Any advice would be appreciated

  • ReallyZen@lemmy.ml
    ·
    7 months ago

    The Tumbleweed installer is great, the general feel of the distro is polished, modern, up-to-date and efficient.

    As other people have said, use the terminal to update both flatpaks and packages.

    One main reason I went back to Arch BTW is that there aren't, contrary to the old self a declaration by Suse, that many software available for my use case, so I ended up with tons of ppa's, sorry, Suse Vendors who relied on each others for libraries, and it eventually broke down my system when some stuff wasn't available but was required, while some may be available from 4 different, private, repos.

    So I found software management a nightmare: where to find, which one to choose from? Looking for stuff in yast, then in gnome-software, then in software.opensuse.org, then on the Build Service... Clicking bliindly to trust keys from people with personal repos titled "Use At Your Own Risk". Updating that mess then was complicated, and slow because gnome-software would lock yast while checking stuff in the background. I had to kill it, even just to relaunch it to search for stuff.

    But Tumbleweed installs Snapper on Btrfs by default, so rolling back shouldn't be a problem? True, and I did it and it's just delicious, fuck up your system, wind back in two clicks... That is, unless btrfs snapshots didn't got unruly, and in it's default settings ate up all my disk space, forcing me to destroy that great system.

    What annoyed me most here wasn't the software all-over-the-place mess, but that the default, factory setting of a great system they themselves contributed to the Linux world wouldn't be working 6 months down the line on a small disk (30Gb). Thanks to the Arch Wiki I know better now, and it is easily manageable, but it was too late for me.

    Went back to Arch, with snapper, snap-pac, grub-btrfs, snapper-rollback. Can't yet wind back like in Suse at all, currently at VM number 9, trying again, wish me luck.

    TL;DR: a rolling release from a reputable company with one-click rollback is a perfect solution if you keep your system relatively standard.

  • raptir@lemdro.id
    ·
    7 months ago

    Don't be afraid to customize your install with YaST. You can add/remove packages before you do the installation.
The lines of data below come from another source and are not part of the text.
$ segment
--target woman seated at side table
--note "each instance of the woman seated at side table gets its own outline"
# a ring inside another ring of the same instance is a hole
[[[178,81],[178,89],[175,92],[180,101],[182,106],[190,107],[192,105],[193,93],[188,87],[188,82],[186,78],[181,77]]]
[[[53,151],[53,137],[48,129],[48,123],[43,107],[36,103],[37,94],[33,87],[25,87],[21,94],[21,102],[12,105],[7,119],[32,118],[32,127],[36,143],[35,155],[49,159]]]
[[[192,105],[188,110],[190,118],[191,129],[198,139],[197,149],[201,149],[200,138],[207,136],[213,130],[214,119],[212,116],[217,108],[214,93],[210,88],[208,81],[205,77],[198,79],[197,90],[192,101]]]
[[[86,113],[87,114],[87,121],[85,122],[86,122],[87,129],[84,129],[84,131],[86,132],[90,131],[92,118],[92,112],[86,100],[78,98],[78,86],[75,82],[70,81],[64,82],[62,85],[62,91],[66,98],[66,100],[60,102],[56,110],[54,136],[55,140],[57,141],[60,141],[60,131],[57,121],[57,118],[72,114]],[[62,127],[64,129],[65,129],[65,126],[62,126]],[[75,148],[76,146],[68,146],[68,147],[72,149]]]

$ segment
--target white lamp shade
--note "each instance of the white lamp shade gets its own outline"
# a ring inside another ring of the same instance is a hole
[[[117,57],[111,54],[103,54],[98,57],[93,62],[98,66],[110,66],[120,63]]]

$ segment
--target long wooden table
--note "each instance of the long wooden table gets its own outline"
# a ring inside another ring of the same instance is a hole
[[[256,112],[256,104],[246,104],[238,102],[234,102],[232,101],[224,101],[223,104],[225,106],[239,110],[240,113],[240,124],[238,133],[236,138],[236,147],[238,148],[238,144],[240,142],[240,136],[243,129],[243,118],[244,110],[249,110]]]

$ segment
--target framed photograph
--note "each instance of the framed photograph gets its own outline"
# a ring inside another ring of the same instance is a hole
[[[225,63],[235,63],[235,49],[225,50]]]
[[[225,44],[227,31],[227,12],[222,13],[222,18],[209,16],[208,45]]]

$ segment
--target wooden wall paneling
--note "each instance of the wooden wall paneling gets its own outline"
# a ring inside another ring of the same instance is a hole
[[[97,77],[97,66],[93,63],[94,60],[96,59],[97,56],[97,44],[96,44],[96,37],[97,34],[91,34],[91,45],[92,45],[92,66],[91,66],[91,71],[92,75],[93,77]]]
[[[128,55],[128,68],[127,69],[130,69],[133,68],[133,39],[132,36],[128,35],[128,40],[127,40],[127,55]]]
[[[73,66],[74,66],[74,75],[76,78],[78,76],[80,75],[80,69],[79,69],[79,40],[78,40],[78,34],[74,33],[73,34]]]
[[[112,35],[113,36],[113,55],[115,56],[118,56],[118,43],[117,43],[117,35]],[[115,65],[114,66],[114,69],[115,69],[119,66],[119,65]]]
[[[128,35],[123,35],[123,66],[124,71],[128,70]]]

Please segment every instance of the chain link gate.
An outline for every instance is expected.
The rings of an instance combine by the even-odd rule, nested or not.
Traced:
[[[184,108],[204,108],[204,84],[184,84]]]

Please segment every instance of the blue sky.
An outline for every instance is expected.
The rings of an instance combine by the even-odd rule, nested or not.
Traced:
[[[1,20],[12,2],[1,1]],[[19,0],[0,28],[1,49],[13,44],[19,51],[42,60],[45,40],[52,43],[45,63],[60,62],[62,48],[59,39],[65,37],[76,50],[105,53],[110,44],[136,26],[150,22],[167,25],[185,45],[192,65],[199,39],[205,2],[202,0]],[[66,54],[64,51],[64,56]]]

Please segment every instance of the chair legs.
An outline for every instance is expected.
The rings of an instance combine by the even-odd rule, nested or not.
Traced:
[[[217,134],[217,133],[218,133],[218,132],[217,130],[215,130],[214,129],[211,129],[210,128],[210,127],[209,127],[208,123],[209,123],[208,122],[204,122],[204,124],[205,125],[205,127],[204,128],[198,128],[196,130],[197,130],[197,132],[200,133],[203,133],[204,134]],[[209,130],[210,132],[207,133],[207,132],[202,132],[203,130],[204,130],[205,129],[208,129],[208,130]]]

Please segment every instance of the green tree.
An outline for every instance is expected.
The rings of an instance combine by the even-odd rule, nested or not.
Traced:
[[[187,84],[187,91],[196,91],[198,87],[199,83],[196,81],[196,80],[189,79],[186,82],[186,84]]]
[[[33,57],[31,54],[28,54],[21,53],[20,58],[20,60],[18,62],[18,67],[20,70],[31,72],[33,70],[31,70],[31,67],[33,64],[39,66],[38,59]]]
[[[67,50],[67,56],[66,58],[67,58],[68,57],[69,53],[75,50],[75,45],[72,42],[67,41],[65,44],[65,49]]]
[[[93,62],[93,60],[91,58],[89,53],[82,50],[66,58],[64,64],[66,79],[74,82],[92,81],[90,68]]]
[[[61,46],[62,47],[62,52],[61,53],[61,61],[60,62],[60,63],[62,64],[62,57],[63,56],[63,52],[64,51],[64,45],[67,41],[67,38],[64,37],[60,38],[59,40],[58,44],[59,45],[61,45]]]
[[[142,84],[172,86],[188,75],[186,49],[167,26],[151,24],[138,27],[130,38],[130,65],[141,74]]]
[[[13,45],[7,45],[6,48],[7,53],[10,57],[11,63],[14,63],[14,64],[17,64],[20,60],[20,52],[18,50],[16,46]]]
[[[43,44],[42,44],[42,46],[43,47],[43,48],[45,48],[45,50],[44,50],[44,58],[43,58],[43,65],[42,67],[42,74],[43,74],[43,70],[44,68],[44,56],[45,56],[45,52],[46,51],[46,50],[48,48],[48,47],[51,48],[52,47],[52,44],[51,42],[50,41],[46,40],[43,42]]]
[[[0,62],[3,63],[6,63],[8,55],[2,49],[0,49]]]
    You'll need packman if you need restricted codecs for video.

    Update with zypper dup as a general rule.

    • Thrickles@lemm.ee
      ·
      edit-2
      7 months ago

      If you do enable the packman repo, expect intermittent dependency conflicts when running zypper dup. When it happens, wait a day or so for repos to update.

      Edit: spelling

    • GravitySpoiled@lemmy.ml
      ·
      7 months ago

      I'm on immutable fedora and the experience has been great. Aeon is similar, I can recommend it any day over a traditional install

      • llothar@lemmy.ml
        ·
        7 months ago

        They are very difficult to break. Even if there is a problematic update that would normalny kill your install you can just roll back too the previous working version.

        Great for systems that you need to 'simply work'.

  • Joker@discuss.tchncs.de
    ·
    7 months ago

    Just try it out and see how you like it. It’s been around as long as it has for a reason. And if you don’t like it, there are other fast moving distros. Fedora and Arch/Endeavour have similar packages.